Though behavioural manipulation by parasites is well known [15-20,66], limited attention has been given to how the level of parasite burden influences the extent of the behavioural manipulation. Here, we looked at the link between parasite burden and fleeing depth and time spent in dangerous zone before and after bird strike. Sticklebacks with a higher parasite burden had the tendency to flee less deep and spent more time in the dangerous zone than sticklebacks with a lower parasite burden. This suggests that energetic drain might play a role in the extent of the behavioural manipulation. Parasites extract energy, in the form of nutrition, from their hosts [67], leading to, for example, reduced perivisceral fat reserves [68], and a higher likelihood of dying under poor food conditions [69]. The link between energetic drain and behavioural manipulation has been illustrated for multiple species [67,70,71], and might shift the trade-off between predator avoidance and foraging towards the latter, which increases the host's susceptibility to predators [72].

Another intriguing future research direction is the potential link between the level of parasite burden and the strength of the behavioural response of uninfected conspecifics. In our study, the average parasite burden of the infected transmission subgroups did not explain variation in behaviour in the response subgroups (data not shown). However, our study was not ideal to test this question, and set-ups with only one fish in each compartment using infected individuals differing in parasite burden may prove fruitful.

The present and our former study [36] illustrate the risk of shoaling with S. solidus-infected sticklebacks. In natural situations, with real predators, the reduction in anti-predatory responses by uninfected sticklebacks might make them more prone to predation as well. This would have far-reaching consequences for the fitness of individuals grouping together with infected individuals. Our results suggest that these effects might also depend on the parasite burden of the infected individual. Therefore, any negative consequences of shoaling with infected individuals might be lower at the onset of infection. In the wild, uninfected social organisms often co-occur with infected individuals when the parasites do not transfer horizontally [73-75].
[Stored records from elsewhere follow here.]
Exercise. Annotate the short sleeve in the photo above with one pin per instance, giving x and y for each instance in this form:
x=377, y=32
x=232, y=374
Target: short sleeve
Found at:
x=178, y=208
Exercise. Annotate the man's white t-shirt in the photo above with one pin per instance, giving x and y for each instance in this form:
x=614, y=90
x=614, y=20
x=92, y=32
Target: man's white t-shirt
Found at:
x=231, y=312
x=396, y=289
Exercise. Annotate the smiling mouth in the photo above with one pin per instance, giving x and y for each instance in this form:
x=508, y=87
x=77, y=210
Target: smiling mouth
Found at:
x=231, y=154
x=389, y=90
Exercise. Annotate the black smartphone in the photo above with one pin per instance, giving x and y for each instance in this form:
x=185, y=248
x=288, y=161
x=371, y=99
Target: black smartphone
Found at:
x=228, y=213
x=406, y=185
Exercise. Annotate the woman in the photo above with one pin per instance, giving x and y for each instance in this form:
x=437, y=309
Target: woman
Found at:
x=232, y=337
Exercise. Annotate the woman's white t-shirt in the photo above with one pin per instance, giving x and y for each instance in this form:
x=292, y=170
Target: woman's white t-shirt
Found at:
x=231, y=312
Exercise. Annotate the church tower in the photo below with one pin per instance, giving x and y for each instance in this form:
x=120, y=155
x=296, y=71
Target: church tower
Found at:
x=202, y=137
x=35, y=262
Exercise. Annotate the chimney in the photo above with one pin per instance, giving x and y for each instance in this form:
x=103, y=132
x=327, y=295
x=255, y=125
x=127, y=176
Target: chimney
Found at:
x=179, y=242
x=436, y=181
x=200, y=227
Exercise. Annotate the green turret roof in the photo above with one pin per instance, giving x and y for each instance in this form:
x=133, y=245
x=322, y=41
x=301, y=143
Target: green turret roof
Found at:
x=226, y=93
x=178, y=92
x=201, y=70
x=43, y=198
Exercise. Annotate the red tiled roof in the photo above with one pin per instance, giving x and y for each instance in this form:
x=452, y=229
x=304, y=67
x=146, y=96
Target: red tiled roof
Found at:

If uninfected individuals do not avoid grouping with infected ones, it suggests that the overall benefits of grouping outweigh the costs of infection under certain environmental conditions [74]. For S. solidus-infected individuals, it is possible that they are faster at spotting suitable food sources as they have a higher demand for food [23,69], which the uninfected conspecifics can, in turn, exploit as they are better at food competition than the S. solidus-infected sticklebacks [31]. This would be especially advantageous in food-limited environments.

With the present study, the disruption of signal transmission due to the presence of infected individuals in groups was studied. These results might be relevant and important for more, if not all, social (prey) species and their vertically transmitted parasites, maybe even humans [21,22].